Python: Local copy of array / list in functions

Question

In the function "change(par)", does "par[:]" already make a local copy? It works for the list, why doesn't it work for the array?

import numpy

def change(par):

    copy = par[:]
    copy[0] = 123


def main():

   L = [0, 0, 0]
   print '\nL before: ' + str(L)
   change(L)
   print 'L after: ' + str(L)

   A = numpy.zeros((1, 3))
   print '\nA before: ' + str(A)
   change(A[0])
   print 'A after: ' + str(A)


if __name__ == '__main__':
    main()

Output:

L before: [0, 0, 0]
L after: [0, 0, 0]

A before: [[ 0.  0.  0.]]
A after: [[ 123.    0.    0.]]

UPDATE

Thank you for pointing out "par[:]" is a shallow copy, and it doesn't work for array.

So how does "shallow copy" work in case of array structures? In the case of list, "shallow copy" copies the values, but when it turns into array, "shallow copy" just copies the references not the values?

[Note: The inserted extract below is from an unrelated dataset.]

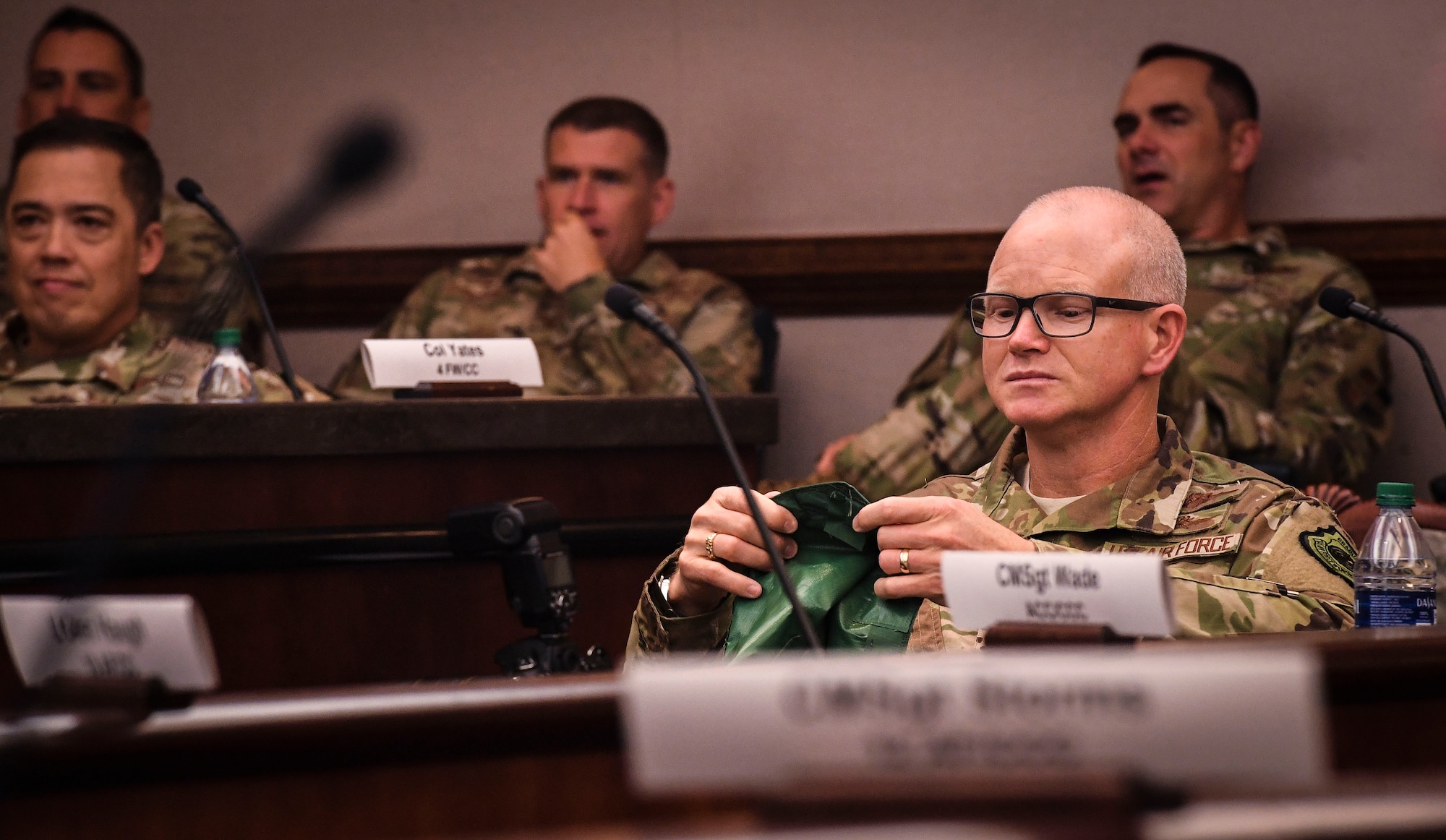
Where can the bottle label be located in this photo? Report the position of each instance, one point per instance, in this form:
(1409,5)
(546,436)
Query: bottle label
(1396,608)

How does "[:]" distinguish when to copy values and when to just copy references?

Answer 1

When you "copy" a numpy array the way you do, you don't really copy it. You select a range of elements from it (in your case, all of them). That range is linked to the actual values of the array. Think of it as a "window", you see a "limited" range, but you don't actually have a copy of it, you do your operations through that "window".

In the case of a python list, you indeed clone it.

If you want to clone the numpy array, you can use the copy method : (numpy doc)

Answer 2

As the comment mention, you are doing shallow copy by syntax [:], it only works for single dimensional list

You can make use of deepcopy function from copy module for cloning multi dimensional list/array

import copy
def change(par):
    copy = copy.deepcopy(par)
    copy[0] = 123